Sou-tseu-yeou : Quoique le Saint ne s'attache pas aux choses du monde, cependant il ne méprise pas les lois du siècle, il ne manque pas aux devoirs de sa condition, il ne viole pas les principes de la raison. Quelque rang qu'il occupe dans le monde ou dans l'administration, tout l'empire ne saurait voir en quoi il diffère des autres hommes.

(153) Je suis le commentaire de Ho-chang-kong et H. Le mot yang (vulgo milieu) veut dire ici « s'arrêter, cesser ». Ce sens se trouve aussi dans le dictionnaire Pin-tseu-tsien. (Cf. Morrison, Dictionnaire chinois-anglais, Ie partie, p. 585.)

(154) Ce sens est tiré du commentaire E.

(155) Littéralement : « Sicut ille qui fruitur bove, id est, bovis carne epulatur ». B : Les hommes désirent avidement la chair du bœuf pour réjouir leur palais ; au printemps, ils montent sur une tour élevée pour contenter leurs yeux.

(156) A : Mes affections et mes désirs ne se sont pas encore montrés. E : Le mot tchao veut dire « le mouvement le plus léger, le plus faible, et, dans un sens verbal, avoir, montrer un mouvement faible et presque imperceptible, apparaître faiblement », comme les fissures déliées qui se montrent sur l'écaille de la tortue (que l'on brûle pour en tirer des présages).

(157) E : Lorsqu'un nouveau-né peut sourire, ses affections naissent et son cœur commence à s'émouvoir.

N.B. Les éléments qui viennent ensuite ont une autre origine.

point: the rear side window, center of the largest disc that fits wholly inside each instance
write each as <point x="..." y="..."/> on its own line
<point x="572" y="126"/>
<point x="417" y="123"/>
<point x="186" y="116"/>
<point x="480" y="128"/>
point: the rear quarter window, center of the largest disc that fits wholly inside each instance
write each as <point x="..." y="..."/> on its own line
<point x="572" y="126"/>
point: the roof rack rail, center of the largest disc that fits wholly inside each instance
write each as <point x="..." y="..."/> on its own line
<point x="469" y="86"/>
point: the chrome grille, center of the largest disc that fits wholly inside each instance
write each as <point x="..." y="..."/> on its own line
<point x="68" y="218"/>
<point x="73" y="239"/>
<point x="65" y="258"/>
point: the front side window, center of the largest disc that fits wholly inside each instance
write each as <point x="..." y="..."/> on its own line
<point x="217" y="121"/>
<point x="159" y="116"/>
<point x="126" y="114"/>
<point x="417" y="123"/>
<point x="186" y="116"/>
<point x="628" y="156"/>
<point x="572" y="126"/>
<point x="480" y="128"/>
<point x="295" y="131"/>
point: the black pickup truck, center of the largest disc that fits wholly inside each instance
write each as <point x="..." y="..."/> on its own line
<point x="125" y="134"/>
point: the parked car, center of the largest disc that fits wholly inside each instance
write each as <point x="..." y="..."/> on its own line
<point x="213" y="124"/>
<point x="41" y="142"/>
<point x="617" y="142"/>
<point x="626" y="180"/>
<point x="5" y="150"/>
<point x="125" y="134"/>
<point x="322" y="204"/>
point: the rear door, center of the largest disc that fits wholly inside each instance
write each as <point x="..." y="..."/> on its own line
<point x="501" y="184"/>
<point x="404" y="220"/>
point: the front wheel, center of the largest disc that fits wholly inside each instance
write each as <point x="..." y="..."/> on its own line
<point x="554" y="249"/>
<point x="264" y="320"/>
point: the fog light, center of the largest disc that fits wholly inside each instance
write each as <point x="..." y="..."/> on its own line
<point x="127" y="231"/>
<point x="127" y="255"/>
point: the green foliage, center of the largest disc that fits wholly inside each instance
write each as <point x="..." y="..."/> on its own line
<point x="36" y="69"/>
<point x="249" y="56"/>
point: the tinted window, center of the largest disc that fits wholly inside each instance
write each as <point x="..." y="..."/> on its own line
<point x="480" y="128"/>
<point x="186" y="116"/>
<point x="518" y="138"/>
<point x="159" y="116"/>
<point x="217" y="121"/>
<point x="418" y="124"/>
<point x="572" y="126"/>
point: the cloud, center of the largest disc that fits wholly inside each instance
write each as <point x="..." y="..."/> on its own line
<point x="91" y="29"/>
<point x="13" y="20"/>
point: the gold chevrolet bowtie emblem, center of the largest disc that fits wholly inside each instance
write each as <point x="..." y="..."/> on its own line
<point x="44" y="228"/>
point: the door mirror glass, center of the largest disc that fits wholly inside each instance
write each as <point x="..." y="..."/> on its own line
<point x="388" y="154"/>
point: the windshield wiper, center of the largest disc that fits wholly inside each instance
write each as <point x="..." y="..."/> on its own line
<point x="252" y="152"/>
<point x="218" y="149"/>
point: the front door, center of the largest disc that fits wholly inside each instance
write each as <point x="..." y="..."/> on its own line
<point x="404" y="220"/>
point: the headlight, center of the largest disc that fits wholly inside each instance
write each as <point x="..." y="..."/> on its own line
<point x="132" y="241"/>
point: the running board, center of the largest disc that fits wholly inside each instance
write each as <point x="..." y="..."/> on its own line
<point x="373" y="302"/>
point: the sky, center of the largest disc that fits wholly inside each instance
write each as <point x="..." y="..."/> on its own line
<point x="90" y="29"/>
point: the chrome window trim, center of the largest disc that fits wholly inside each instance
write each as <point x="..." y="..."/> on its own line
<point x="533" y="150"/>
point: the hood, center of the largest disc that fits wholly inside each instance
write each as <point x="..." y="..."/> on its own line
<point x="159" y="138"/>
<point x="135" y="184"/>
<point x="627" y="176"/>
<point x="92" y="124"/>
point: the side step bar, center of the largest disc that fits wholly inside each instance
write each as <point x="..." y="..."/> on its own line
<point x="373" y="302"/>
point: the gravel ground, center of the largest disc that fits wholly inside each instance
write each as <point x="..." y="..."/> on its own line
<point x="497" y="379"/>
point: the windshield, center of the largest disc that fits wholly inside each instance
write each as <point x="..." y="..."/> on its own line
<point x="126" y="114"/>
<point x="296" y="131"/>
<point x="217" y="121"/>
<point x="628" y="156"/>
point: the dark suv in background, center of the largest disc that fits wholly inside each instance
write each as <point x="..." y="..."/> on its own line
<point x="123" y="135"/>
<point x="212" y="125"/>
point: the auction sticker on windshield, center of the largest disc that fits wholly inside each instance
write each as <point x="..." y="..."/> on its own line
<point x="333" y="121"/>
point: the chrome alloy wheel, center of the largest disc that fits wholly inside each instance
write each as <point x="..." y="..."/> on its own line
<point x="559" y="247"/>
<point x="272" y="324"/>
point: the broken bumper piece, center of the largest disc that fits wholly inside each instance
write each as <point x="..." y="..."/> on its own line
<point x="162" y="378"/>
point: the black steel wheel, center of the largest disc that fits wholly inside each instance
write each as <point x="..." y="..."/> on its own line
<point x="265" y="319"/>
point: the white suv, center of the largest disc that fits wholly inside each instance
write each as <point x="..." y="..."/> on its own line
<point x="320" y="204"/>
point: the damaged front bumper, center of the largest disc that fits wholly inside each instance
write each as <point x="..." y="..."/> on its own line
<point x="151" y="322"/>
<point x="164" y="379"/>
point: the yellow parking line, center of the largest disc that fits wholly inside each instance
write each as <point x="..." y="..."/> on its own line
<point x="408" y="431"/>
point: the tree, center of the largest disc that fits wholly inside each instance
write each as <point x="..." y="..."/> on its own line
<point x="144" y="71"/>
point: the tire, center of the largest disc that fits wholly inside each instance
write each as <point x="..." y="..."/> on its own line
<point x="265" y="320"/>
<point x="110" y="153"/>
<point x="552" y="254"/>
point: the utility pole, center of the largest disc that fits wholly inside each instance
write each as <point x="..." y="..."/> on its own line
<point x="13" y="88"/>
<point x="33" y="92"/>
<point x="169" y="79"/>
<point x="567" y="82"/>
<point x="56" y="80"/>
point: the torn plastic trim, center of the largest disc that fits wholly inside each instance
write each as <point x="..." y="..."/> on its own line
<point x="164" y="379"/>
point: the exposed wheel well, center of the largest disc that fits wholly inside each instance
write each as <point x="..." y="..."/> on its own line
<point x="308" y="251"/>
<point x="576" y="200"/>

Lao-tseu veut dire que la multitude des hommes désire avidement les objets extérieurs et ne peut contenir ses transports de joie ; lui seul a un cœur calme qui n'a pas encore commencé à éprouver la plus légère émotion ; il ne sait pas se réjouir de la joie de la multitude.

(158) E : Les mots ching-ching signifient « ne pas s'arrêter et ne pas s'attacher (aux choses du monde) ». H : Mon cœur ne désire rien ; il est dégagé de tous liens. Je me promène dans le monde avec un cœur vide, je suis comme un bateau dont le câble est brisé.

(159) E : Les hommes de la multitude ont beaucoup acquis ; tous ont du superflu. Mais moi, je ne possède pas une seule chose. Seul entre tous, je suis comme un homme qui a perdu ce qu'il possédait. Mais la possession est une chose illusoire ; c'est lorsqu'on ne possède rien qu'on possède de véritables richesses. (L'expression « ne posséder rien » s'entend des choses du monde ; « posséder de véritables richesses » se dit des richesses intérieures du sage qui s'est complètement dépouillé des choses sensibles.)

(160) E : L'expression chun-chun signifie « dépourvu de connaissances, ignorant ».

(161) H, E : Les mots men-men (vulgo triste) signifient ici « troublé, confus ».

(162) A : Je suis vague comme les fleuves et les mers ; personne ne connaît mes limites. C : Le cœur de l'homme parfait n'a point de bornes ; il est (dit Sou-tseu-yeou) comme une mer dont on ne peut découvrir les lointains rivages.

(163) C : Je suis comme un navire vide qui flotte au gré des eaux, comme une feuille d'arbre qu'emporte le vent.

(164) Le mot i (vulgo se servir) est rendu dans le commentaire B, et dans plusieurs autres, par neng « capacité ».

Aliter E : I veut dire weï « agir ». Tous les hommes se livrent à l'action (l'opposé du non-agir).

(165) E : Je suis comme un homme des champs, un homme qui a des dehors rudes et agrestes (par opposition avec les hommes polis des villes).

(166) C'est-à-dire, le Tao. Suivant E, G, le mot chi, « manger », doit se lire ici sse, « nourrir ».

E : L'expression sse-mou a le même sens que jeou-mou « nourrice ». Ibid. Tous les êtres ont besoin de l'assistance du Tao pour naître (et vivre). C'est pourquoi on l'appelle la mère de tous les êtres. De là lui vient la dénomination de sse-mou « la nourrice par excellence ».

Je révère (ibid.) la nourrice des êtres (le Tao). Voilà ce que la multitude des hommes ne fait pas, et ce que j'aime à faire. C'est en cela que je suis différent d'eux.

Li-si-tchaï : Ce n'est pas qu'en réalité je sois un homme stupide. Si je diffère de la multitude, c'est que je connais le principal (la chose essentielle), je pénètre jusqu'à la source, je ne me laisse pas entraîner par le torrent des choses mondaines. Voilà ce que j'appelle « révérer la mère qui nourrit tous les êtres ».